Badan Siber dan Sandi Negara menduga bahwa data Komisi Pemilihan Umum (KPU) yang dilaporkan bocor merupakan data lama. Pelaku kemungkinan membuatnya seakan-akan data tersebut baru didapatkan.
“Kalau dugaan kami sementara ini data lama yang diconcat dengan beberapa hal baru. Misalnya nama, nama orang dari lahir sampai meninggal enggak berubah. Data-data itu digunakan si penyerang seakan baru dan fresh baru didapatkan,” kata Ketua Tim Insiden Siber Sektor Keuangan, Badan Siber dan Sandi Negara (BSSN), Sandromedo Christa Nugroho, di Jakarta, Kamis (30/11/2023).
Data-data seperti NIK, tanggal lahir, dan lainnya kemungkinan sudah disimpan pelaku dari serangan siber yang terjadi sebelumnya. Bukan hanya berasal dari serangan ke KPU, namun kemungkinan dari lembaga atau pihak lain.
Berikutnya data tersebut akhirnya digabungkan menjadi satu dan dibuat seakan baru. Pelaku akan membuatnya seolah-olah seperti data KPU.

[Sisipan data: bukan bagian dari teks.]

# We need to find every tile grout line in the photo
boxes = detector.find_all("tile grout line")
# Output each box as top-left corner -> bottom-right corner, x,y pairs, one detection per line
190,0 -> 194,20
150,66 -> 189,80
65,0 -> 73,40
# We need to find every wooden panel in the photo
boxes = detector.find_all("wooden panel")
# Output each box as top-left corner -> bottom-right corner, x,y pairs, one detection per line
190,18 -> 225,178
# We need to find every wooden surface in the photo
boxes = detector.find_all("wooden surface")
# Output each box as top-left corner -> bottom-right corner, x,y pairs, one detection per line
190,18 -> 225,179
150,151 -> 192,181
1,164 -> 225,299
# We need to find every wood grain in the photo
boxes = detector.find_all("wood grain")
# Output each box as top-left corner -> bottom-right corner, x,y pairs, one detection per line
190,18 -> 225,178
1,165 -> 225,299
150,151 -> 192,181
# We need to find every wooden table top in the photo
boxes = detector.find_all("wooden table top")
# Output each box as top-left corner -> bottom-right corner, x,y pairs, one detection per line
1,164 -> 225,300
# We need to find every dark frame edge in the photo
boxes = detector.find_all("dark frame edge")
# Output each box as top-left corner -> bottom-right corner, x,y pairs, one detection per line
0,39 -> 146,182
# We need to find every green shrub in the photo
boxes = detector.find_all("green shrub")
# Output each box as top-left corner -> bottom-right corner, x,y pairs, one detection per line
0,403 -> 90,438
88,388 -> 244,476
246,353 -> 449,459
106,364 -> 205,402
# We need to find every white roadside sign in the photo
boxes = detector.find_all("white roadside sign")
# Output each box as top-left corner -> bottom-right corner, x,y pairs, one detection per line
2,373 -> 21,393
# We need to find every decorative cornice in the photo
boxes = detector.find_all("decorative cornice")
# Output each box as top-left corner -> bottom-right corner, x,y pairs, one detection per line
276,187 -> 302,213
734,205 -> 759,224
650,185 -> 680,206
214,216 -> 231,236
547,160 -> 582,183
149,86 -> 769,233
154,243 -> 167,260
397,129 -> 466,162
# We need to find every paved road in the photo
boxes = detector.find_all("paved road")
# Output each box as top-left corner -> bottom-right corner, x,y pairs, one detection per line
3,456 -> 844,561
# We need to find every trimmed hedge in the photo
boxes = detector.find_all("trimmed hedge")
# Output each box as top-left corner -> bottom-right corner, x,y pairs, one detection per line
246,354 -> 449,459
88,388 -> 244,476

“Data itu bukan hanya dari serangan, tapi bisa beli dari darkweb. Data kita sebenarnya sudah diperjualbelikan dari darkweb,” ungkapnya.
Dugaan lain data yang dipegang akun Jimbo mirip datasetnya dengan milik KPU. Dia menjelaskan ini bisa berasal dari saat ini tengah dilakukan digital forensik di platform KPU. Diharapkan tidak ada ditemukan anomali serangan baru.
Soal apakah laporan serangan beberapa hari lalu benar terjadi, dia hanya mengatakan masih dilakukan penyelidikan. “Dibilang ada atau enggak masih dalam proses,” ungkapnya.
Sebelumnya dilaporkan ratusan juta data KPU bocor. Akun bernama Jimbo di Breachforum menjual data itu senilai US$74 ribu atau sekitar Rp 1,2 miliar.
Selain menjual, Jimbo juga membagikan 500 data contoh. Selain itu juga mengunggah beberapa tangkapan layar dari website Cek DPT online milik KPU sebagai verifikasi data.